Eltham palace was built by a 14th century Bishop of Durham, then ceded to the crown. Richard II built the bridge over the moat, Edward IV built the Great Hall, Henry VIII spent much of his childhood there. Later it fell into dis-use, eclipsed by later, grander royal palaces. Charles I was the last king to visit. By the time Turner dropped by with his sketch pad only the Great Hall was still standing- and in use as a barn. The Ministry of Works effected repairs- and in the 1930s sold the lease to Stephen and Stephanie Courtauld- who inserted a fanciful Deco mansion, put underfloor heating in the Great Hall and used it for cocktail parties. Bombs fell in the 1940s, burning holes in the hammerbeam roof and singeing the minstrels gallery. After the war the government moved back in and used the place as a military training facility. Servicemen scratched their names and dates on Yorkist stone. Then came another phase of restoration- which returned the building to a simulacrum of its Deco glory days. Money was no object. I got told off for walking on a replica carpet that cost English Heritage £45,000.

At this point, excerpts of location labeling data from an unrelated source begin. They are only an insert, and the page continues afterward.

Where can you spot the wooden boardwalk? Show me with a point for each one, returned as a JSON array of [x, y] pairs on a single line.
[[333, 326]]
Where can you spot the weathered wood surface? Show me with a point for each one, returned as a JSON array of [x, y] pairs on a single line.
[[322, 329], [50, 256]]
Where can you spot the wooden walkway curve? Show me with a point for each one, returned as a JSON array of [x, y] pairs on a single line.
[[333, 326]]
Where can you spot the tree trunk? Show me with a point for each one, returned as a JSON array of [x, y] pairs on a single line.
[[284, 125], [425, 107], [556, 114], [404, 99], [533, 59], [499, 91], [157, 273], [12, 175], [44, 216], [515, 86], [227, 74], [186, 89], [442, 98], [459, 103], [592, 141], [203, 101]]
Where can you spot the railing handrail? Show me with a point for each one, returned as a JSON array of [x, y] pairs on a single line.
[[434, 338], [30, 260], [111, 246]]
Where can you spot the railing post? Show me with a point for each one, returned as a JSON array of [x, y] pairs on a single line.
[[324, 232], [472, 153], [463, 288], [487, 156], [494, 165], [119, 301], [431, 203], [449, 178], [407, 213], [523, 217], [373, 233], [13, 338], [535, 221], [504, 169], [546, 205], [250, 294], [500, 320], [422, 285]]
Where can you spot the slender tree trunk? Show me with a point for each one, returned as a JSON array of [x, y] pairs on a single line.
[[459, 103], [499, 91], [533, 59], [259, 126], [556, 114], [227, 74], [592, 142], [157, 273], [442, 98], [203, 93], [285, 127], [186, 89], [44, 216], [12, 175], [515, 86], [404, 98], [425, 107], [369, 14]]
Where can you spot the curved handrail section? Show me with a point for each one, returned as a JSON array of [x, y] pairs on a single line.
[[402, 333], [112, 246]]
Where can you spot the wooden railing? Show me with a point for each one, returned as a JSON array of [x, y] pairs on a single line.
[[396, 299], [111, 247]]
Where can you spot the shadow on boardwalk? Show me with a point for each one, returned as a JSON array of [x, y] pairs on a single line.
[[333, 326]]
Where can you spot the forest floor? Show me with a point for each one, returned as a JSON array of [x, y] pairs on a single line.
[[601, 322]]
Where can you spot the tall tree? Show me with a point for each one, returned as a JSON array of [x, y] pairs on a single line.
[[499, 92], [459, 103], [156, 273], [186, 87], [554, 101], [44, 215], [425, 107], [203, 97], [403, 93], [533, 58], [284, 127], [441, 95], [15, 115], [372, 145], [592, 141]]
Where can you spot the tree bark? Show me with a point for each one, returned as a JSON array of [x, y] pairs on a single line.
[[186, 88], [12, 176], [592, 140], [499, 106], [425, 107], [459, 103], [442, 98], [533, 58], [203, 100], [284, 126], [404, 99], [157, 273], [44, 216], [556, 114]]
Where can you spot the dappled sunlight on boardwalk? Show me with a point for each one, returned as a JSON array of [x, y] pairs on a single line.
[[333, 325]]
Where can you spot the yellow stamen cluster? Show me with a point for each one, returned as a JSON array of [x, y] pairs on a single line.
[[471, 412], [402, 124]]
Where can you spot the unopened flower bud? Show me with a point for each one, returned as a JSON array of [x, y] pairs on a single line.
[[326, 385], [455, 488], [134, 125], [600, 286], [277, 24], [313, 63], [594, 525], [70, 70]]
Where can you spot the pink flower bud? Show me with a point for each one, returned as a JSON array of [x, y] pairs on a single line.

I love the medieval and I love Deco. Here the two exist side by side- with just a wheelchair friendly ramp between them.
A view across the moat- with the Great Hall on the left and the 30's Palace on the right.
The circular hall of the new house. That's the carpet I trespassed on. The wall decorations are in inlaid wood.
Vesta, goddess of the hearth, welcomes you to Stephen and Stephanie's lovely home.